İktidarın uyguladığı yanlış ekonomik politikalar sebebiyle dolar kuru 2 yılda 5 liradan 18 liraya yükseldi.
Son yapılan faiz düzenlemesi ve Merkez Bankası’nın satışı ile dolar kuru 10 liraya kadar geriledi.
Vatandaşın bir kısmı dolar 18 liradan 10 liraya düştü diye adeta bayram yapıyor.
Bıçağı karnına 18 santim sokmuşlar, sonra 8 santim geri çıkardılar diye seviniyorsun, 10 santimi hala içeride, farkında değil misin?
Türkiye’nin ekonomik göstergeleri mükemmel, ihracat patladı, işsizlik azaldı, üretim arttı, enflasyon düştü, fakirlik bitti diye mi sevinmemiz gerekir?
Doların düşmesinin tek sebebi Merkez Bankası’nın son dönemde yaptığı 10 milyar dolarlık satış ve parası dolarda olan azınlığa yüzde 14 ve üzerinde faiz garantisi verilmesidir.
Hem faiz haramdır, nas var diyeceksin, hem de parasını dövizden bozdurup TL’ye geçenlere yüksek faiz vereceksin!
O verdiğin faizin parasını da vatandaşın ödediği vergilerden karşılayacaksın.
Aklıma herkesin bildiği o fıkra geldi..
Padişahın birisi vergileri arttırmış. Sonra vezirini halkın arasına göndererek ''bak bakalım halk ne yapıyor?'' demiş. Vezir gitmiş, gelmiş, "Söylenmeye başladılar" sultanım demiş. "İyi, iyi" demiş padişah, "arttırın vergileri" diye de emir vermiş. Bir süre sonra vezire, "Git bak bakalım, halk ne yapıyor?” demiş. Vezir bakmış, "Çok kızmışlar sultanım, bağırıyorlar" demiş.
Padişah, "yine arttırın vergileri" diye emrini yenilemiş. Ardından, yine vezirine halkı kontrol etme emri vermiş. Vezir korkuyla sultana, "Sultanım, halk öfkeyle sokaklara döküldü.
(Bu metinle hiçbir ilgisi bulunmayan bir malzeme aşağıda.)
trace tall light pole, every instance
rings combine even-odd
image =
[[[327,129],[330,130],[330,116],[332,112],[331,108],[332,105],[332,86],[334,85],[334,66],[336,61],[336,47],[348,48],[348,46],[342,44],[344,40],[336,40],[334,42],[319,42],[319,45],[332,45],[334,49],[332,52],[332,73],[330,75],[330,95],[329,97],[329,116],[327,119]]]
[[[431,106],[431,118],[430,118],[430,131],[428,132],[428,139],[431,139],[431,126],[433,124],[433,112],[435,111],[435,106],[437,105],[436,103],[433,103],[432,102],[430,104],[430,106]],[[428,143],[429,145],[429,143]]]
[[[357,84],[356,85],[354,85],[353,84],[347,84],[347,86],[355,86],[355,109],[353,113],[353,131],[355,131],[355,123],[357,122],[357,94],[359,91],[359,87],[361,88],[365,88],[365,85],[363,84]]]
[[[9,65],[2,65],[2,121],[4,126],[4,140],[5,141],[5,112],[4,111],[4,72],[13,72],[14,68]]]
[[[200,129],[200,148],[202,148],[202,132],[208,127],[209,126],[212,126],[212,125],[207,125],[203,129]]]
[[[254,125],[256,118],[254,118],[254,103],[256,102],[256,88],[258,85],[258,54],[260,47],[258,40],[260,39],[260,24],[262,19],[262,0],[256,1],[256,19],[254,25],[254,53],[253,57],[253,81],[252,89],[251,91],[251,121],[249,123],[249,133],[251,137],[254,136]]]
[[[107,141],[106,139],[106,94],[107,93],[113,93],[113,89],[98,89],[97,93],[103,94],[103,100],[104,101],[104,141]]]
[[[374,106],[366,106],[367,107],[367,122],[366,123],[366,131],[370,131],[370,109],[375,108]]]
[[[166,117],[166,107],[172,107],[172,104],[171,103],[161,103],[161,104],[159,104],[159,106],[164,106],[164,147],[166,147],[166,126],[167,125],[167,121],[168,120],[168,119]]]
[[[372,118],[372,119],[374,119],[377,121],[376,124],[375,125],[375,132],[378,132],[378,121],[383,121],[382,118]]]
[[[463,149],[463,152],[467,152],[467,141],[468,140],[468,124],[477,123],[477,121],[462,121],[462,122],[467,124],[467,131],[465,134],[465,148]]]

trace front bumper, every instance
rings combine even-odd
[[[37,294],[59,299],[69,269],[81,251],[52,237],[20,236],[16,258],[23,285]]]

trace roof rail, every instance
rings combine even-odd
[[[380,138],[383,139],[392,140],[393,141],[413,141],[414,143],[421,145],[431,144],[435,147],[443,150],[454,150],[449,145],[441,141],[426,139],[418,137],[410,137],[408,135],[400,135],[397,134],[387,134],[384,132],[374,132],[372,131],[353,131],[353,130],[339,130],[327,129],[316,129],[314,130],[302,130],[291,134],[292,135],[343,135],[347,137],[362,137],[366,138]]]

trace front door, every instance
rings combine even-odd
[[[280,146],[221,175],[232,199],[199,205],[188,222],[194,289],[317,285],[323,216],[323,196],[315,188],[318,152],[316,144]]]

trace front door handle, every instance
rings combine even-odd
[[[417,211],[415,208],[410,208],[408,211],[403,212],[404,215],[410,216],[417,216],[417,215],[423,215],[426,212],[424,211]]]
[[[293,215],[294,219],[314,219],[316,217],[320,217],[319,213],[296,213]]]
Kavga, dövüş var" demiş. Sultan gülümsemiş. "Arttırın vergileri" demiş. Vezir yine sokaklara halkın arasına inmiş. Saraya dönünce gülümseyerek, "Padişahım, halk gülmeye başladı " deyince, Padişah, "Tamam yeter, başka vergi yok, bu iyiye işaret değil" demiş..
Anlayana sivri sinek saz, anlamayana davul zurna az!
Erdoğan Bıyık
Düzce’nin girişimci ve başarılı iş insanı Erdoğan Bıyık, yeni bir yatırıma girişti.
Uzun zamandır atıl durumda olan Hacı Dayı tesislerinin işletmeciliğini üstlendi.
Sportif, ticaret ve sosyal alanlarda her zaman iddialı ve başarılı olan Bıyık’ın Hacı Dayı tesislerini ayağa kaldıracağına, sadece Düzce’nin değil, bölgenin de önemli bir tesisi haline dönüştüreceğine inanıyorum.
Ekonomik krizin yaşandığı bir süreçte yeni yatırım yapmak risktir ve cesaret ister.
Risk alan ve cesaret gösteren her iş insanını olduğu gibi Erdoğan Bıyık’ı da kutluyor, başarılar diliyorum.